WASHINGTON — ExxonMobil has balked at paying $488 million in interest on punitive damages that plaintiffs say it owes for its role in the 1989 Prince William Sound oil spill in Alaska, saying "there is no good reason" for the Supreme Court to assess interest.
Last week, the people who are owed money from the Exxon Valdez lawsuit asked the Supreme Court to make it clear that they should receive interest, even though the court cut the punitive damages award in June from $2.5 billion to $507 million.
On Tuesday, the oil giant disagreed. In its filing, the company says that "the court has held that $507.5 million is the legally correct amount necessary to deter Exxon and others from future oil spills," and not millions more in interest.
"The deterrent for future oil spills will thus be the same whether post-judgment interest is paid or not," the company wrote. "Future spills in Exxon's position will know that their punishment will be in an amount up to the extent of the damage they cause."
Also, the company adds that there's no reason to penalize it by awarding another $488 million when "the substantial delay here was not in any sense Exxon's fault," but was that of the plaintiffs, who disagreed with a lower court decision.

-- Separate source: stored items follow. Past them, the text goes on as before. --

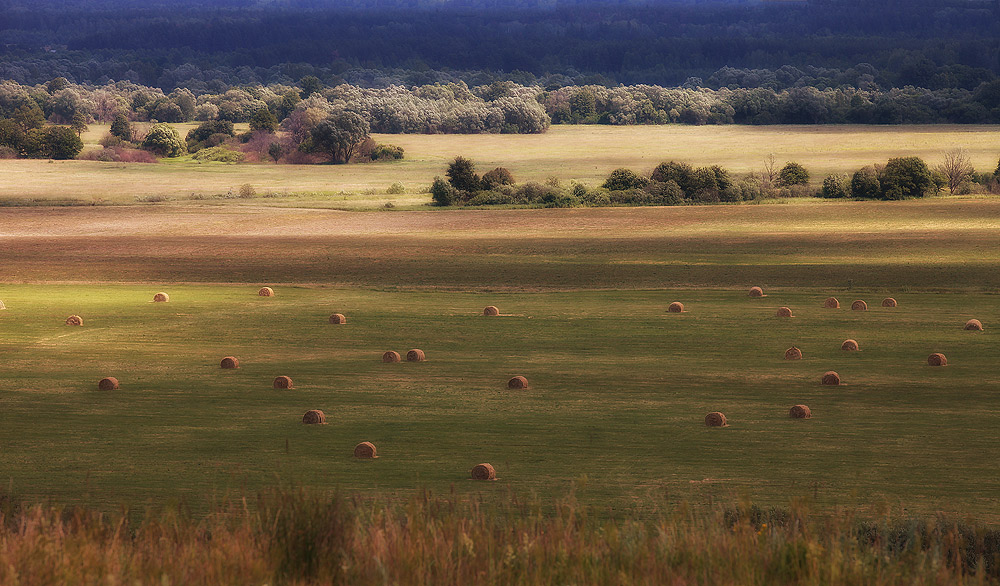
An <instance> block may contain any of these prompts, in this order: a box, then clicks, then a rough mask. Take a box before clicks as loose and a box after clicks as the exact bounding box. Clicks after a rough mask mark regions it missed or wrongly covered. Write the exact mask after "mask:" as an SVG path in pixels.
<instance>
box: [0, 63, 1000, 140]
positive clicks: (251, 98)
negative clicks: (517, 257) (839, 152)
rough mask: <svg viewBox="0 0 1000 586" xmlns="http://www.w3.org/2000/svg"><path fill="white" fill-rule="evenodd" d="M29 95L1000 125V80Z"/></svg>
mask: <svg viewBox="0 0 1000 586" xmlns="http://www.w3.org/2000/svg"><path fill="white" fill-rule="evenodd" d="M28 101H30V102H33V103H34V106H32V107H37V109H38V111H39V112H40V113H41V115H42V117H43V118H44V119H46V120H48V121H50V122H52V123H55V124H73V123H77V124H80V123H82V124H86V123H90V122H94V121H97V122H105V123H107V122H111V121H112V120H114V118H115V117H116V116H118V115H119V114H120V115H124V116H126V117H127V118H128V119H129V120H133V121H157V122H186V121H191V120H226V121H229V122H234V123H238V122H250V121H251V120H252V119H253V118H254V117H255V116H259V115H261V113H262V112H264V111H266V112H267V115H268V116H272V117H274V119H275V122H276V123H282V122H284V121H285V120H287V119H288V118H289V117H291V116H293V115H298V116H300V117H301V116H304V115H308V116H315V113H316V112H317V111H328V112H329V111H332V110H350V111H353V112H356V113H357V114H359V115H361V116H362V117H364V118H365V119H366V120H367V121H368V123H369V125H370V127H371V130H372V131H373V132H384V133H484V132H505V133H537V132H544V131H545V130H546V129H547V128H548V127H549V124H550V123H556V124H576V123H584V124H614V125H628V124H667V123H682V124H842V123H858V124H900V123H943V122H949V123H995V122H1000V81H993V82H987V83H982V84H980V85H979V86H977V87H976V88H975V89H972V90H967V89H941V90H928V89H920V88H914V87H906V88H902V89H892V90H887V91H883V90H879V89H877V88H872V87H866V88H859V87H852V86H841V87H836V88H826V89H816V88H813V87H793V88H790V89H783V90H776V89H772V88H767V87H757V88H730V87H722V88H719V89H708V88H703V87H696V86H685V87H675V88H667V87H661V86H653V85H635V86H619V87H605V86H602V85H584V86H564V87H557V88H548V89H546V88H543V87H541V86H534V85H521V84H517V83H514V82H509V81H508V82H494V83H491V84H488V85H481V86H474V87H469V86H467V85H466V84H465V83H464V82H457V83H444V84H433V85H421V86H412V87H403V86H399V85H392V86H389V87H386V88H362V87H359V86H354V85H348V84H340V85H337V86H334V87H326V86H324V85H323V84H322V83H321V82H320V81H319V79H317V78H315V77H312V76H307V77H304V78H302V79H301V80H299V82H298V83H297V84H294V85H270V86H245V87H238V88H230V89H228V90H226V91H224V92H221V93H201V94H196V93H195V92H193V91H191V90H189V89H183V88H182V89H175V90H173V91H172V92H170V93H166V94H165V93H163V92H162V91H161V90H159V89H156V88H151V87H146V86H140V85H137V84H134V83H130V82H117V83H108V84H105V85H102V86H83V85H76V84H71V83H69V82H68V81H66V80H65V79H63V78H56V79H53V80H50V81H49V82H48V83H46V84H44V85H37V86H22V85H19V84H17V83H14V82H11V81H7V82H3V83H0V109H10V108H11V107H16V106H17V105H19V104H24V103H27V102H28Z"/></svg>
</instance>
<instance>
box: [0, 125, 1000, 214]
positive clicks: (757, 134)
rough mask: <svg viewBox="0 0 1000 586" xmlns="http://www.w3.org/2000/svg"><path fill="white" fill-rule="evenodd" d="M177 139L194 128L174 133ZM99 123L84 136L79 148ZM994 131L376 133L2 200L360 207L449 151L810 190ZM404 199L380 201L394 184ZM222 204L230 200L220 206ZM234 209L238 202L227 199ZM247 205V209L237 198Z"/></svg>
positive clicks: (981, 164) (0, 187)
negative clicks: (261, 162)
mask: <svg viewBox="0 0 1000 586" xmlns="http://www.w3.org/2000/svg"><path fill="white" fill-rule="evenodd" d="M177 126H178V127H179V130H180V132H181V134H182V135H184V134H186V132H187V131H188V130H189V129H190V128H191V127H192V126H193V125H192V124H190V123H188V124H179V125H177ZM106 132H107V127H106V126H100V125H94V126H92V127H91V129H90V130H89V131H88V133H87V134H85V135H84V139H85V143H86V144H87V146H86V149H95V148H100V147H99V146H98V145H97V141H98V140H99V139H100V138H101V136H103V135H104V134H105V133H106ZM998 137H1000V131H998V130H997V129H996V128H995V127H993V126H947V125H935V126H737V125H729V126H680V125H668V126H632V127H612V126H553V127H552V128H551V129H550V130H549V131H548V132H546V133H545V134H539V135H489V134H484V135H373V138H374V139H375V140H377V141H379V142H385V143H390V144H396V145H399V146H402V147H403V148H404V149H405V153H406V158H405V159H404V160H402V161H394V162H383V163H368V164H351V165H274V164H268V163H260V164H238V165H230V164H224V163H199V162H197V161H193V160H191V159H190V157H182V158H180V159H168V160H162V161H161V162H159V163H155V164H142V163H128V164H124V163H104V162H97V161H44V160H0V173H2V174H3V176H4V177H5V181H4V182H2V183H0V202H3V203H6V204H8V205H10V204H25V203H29V204H45V203H60V204H109V203H115V204H121V203H136V201H137V200H140V201H148V200H154V201H155V200H164V199H172V200H189V199H200V198H214V197H218V196H225V195H226V194H228V193H229V192H232V193H234V194H235V193H238V191H239V186H240V185H243V184H245V183H249V184H251V185H253V186H254V187H255V189H256V190H257V192H258V194H260V195H264V194H269V195H271V196H272V197H269V198H263V197H262V198H260V199H256V200H253V203H254V204H255V205H261V204H267V205H281V206H287V205H295V206H309V207H334V208H343V209H359V208H360V209H366V208H375V207H379V206H382V205H384V204H385V203H386V202H393V204H394V205H397V206H415V205H422V204H424V203H428V202H429V201H430V197H429V196H428V195H426V194H424V193H422V191H424V190H426V189H427V188H428V187H429V186H430V184H431V181H432V180H433V178H434V176H435V175H443V174H444V170H445V168H446V166H447V163H448V162H449V161H450V160H452V159H454V157H455V156H456V155H463V156H465V157H469V158H471V159H473V160H474V161H476V163H477V164H478V166H479V169H480V171H486V170H489V169H490V168H493V167H495V166H504V167H507V168H509V169H510V170H511V171H512V172H513V174H514V177H515V179H516V180H517V181H519V182H526V181H540V182H541V181H545V180H547V179H549V178H556V179H558V180H560V181H562V182H570V181H580V182H583V183H585V184H588V185H592V186H594V185H599V184H600V183H602V182H603V181H604V179H605V177H606V176H607V174H608V173H609V172H610V171H612V170H613V169H615V168H618V167H630V168H632V169H635V170H636V171H639V172H642V173H648V172H650V171H651V170H652V169H653V168H654V167H655V166H656V165H657V164H658V163H659V162H661V161H664V160H671V159H673V160H682V161H688V162H690V163H692V164H694V165H698V166H700V165H716V164H718V165H721V166H723V167H726V168H728V169H730V170H731V171H733V172H734V173H736V174H737V175H742V174H745V173H750V172H754V171H759V170H761V168H762V167H763V160H764V158H765V157H767V156H768V155H769V154H774V156H775V160H776V162H777V163H778V165H779V166H780V165H783V164H784V163H785V162H786V161H793V160H794V161H797V162H799V163H801V164H802V165H804V166H805V167H806V168H807V169H808V170H809V171H810V173H811V174H812V181H813V183H814V184H815V185H817V186H818V185H819V184H820V183H821V182H822V180H823V178H824V177H825V176H827V175H829V174H831V173H852V172H854V171H855V170H857V169H859V168H860V167H863V166H865V165H870V164H873V163H884V162H885V161H886V160H887V159H888V158H890V157H898V156H910V155H913V156H919V157H922V158H923V159H924V160H925V161H927V163H928V164H929V165H931V166H932V167H933V166H934V165H937V164H938V163H940V162H941V161H942V159H943V158H944V154H945V153H946V152H948V151H950V150H953V149H956V148H965V149H967V150H968V152H969V155H970V158H971V160H972V162H973V163H974V164H975V166H976V168H977V170H979V171H992V170H994V169H995V168H996V165H997V157H998V156H1000V152H998V149H997V144H998ZM396 182H399V183H401V184H402V185H403V186H404V187H405V189H406V193H405V194H402V195H387V194H386V190H387V189H388V187H389V186H390V185H392V184H393V183H396ZM227 201H229V200H227ZM236 201H239V200H236ZM244 203H245V202H244Z"/></svg>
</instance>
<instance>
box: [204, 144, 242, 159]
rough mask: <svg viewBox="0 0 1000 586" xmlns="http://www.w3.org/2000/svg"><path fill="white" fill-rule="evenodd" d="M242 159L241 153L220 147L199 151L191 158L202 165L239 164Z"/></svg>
mask: <svg viewBox="0 0 1000 586" xmlns="http://www.w3.org/2000/svg"><path fill="white" fill-rule="evenodd" d="M243 157H244V155H243V153H241V152H239V151H234V150H231V149H227V148H226V147H221V146H220V147H209V148H205V149H201V150H200V151H198V152H196V153H195V154H194V155H192V156H191V158H192V159H194V160H196V161H201V162H203V163H239V162H241V161H243Z"/></svg>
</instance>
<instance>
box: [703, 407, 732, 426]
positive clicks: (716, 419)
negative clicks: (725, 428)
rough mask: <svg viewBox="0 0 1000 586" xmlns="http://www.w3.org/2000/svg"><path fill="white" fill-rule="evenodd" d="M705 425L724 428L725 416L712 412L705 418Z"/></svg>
mask: <svg viewBox="0 0 1000 586" xmlns="http://www.w3.org/2000/svg"><path fill="white" fill-rule="evenodd" d="M705 425H707V426H708V427H726V426H727V425H729V424H728V423H726V416H725V415H724V414H723V413H721V412H719V411H712V412H711V413H709V414H708V415H706V416H705Z"/></svg>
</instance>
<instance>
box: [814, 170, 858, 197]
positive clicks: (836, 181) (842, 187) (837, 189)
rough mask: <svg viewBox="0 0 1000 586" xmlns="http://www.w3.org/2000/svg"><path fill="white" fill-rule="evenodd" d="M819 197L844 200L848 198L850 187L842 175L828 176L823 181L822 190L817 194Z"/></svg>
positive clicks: (820, 189) (846, 179) (847, 182)
mask: <svg viewBox="0 0 1000 586" xmlns="http://www.w3.org/2000/svg"><path fill="white" fill-rule="evenodd" d="M819 194H820V196H821V197H826V198H837V199H839V198H844V197H850V195H851V192H850V185H849V184H848V182H847V177H846V176H844V175H830V176H829V177H827V178H826V179H824V180H823V188H822V189H820V192H819Z"/></svg>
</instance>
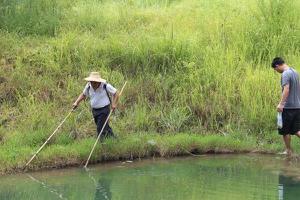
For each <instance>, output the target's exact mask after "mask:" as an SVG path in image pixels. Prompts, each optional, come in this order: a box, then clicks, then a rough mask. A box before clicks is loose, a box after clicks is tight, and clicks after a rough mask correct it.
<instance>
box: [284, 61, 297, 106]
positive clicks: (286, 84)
mask: <svg viewBox="0 0 300 200" xmlns="http://www.w3.org/2000/svg"><path fill="white" fill-rule="evenodd" d="M285 85H289V88H290V92H289V96H288V98H287V100H286V102H285V104H284V108H286V109H298V108H300V85H299V75H298V73H297V72H296V70H294V69H293V68H291V67H290V68H289V69H288V70H286V71H284V72H283V73H282V75H281V87H282V91H283V87H284V86H285Z"/></svg>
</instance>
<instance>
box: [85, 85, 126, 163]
mask: <svg viewBox="0 0 300 200" xmlns="http://www.w3.org/2000/svg"><path fill="white" fill-rule="evenodd" d="M126 84H127V81H126V82H125V83H124V85H123V87H122V89H121V92H120V94H119V97H120V96H121V95H122V93H123V90H124V88H125V86H126ZM117 103H118V102H116V104H117ZM112 112H113V110H111V111H110V112H109V115H108V116H107V118H106V120H105V122H104V124H103V126H102V129H101V131H100V133H99V134H98V137H97V139H96V142H95V143H94V146H93V148H92V150H91V152H90V155H89V157H88V159H87V161H86V163H85V165H84V167H85V168H87V166H88V164H89V161H90V159H91V156H92V154H93V152H94V150H95V147H96V145H97V143H98V140H99V139H100V136H101V134H102V132H103V130H104V128H105V126H106V124H107V122H108V120H109V118H110V116H111V114H112Z"/></svg>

The company describes the court case as "far from the kind of victory that could be described as "clear-cut." The case isn't the same as those in which courts award interest, Exxon's lawyers argued, because even though the amount of the award was reduced, "it is substantially affirmed and upheld."
Lawyers for the fishermen and other plaintiffs in the case had calculated that interest would add up to about $488 million, bringing the total amount owed by Exxon from the spill to nearly $1 billion. After attorney fees, an estimated $628 million would be divided among more than 32,000 plaintiffs.
The punitive damages originally were awarded in 1994 as punishment for Exxon's role in the spill, which leaked 11 million gallons of crude oil into the fishing waters of Prince William Sound.
Lawyers for the plaintiffs think that they're entitled to interest, but after so many years of wrangling with Exxon, they filed a brief with the Supreme Court to clarify their position, said Brian O'Neill, a Minnesota lawyer who represents the plaintiffs. Last week, he described the brief they filed with the Supreme Court as "belt and suspenders."
They clearly were worried, and wrote in their brief that "if past is prologue, there is real risk that Exxon would exploit any lack of clarity concerning interest to prolong this litigation still further."
The Supreme Court issued its 5-3 opinion June 25. The court held that in maritime cases punitive damages should be no more than the compensatory, or actual, damages. That 1-to-1 ratio, a new legal standard for punitive awards, applies only to punitive damages meted out under maritime law. It was designed to address "the stark unpredictability of punitive awards," the court decided.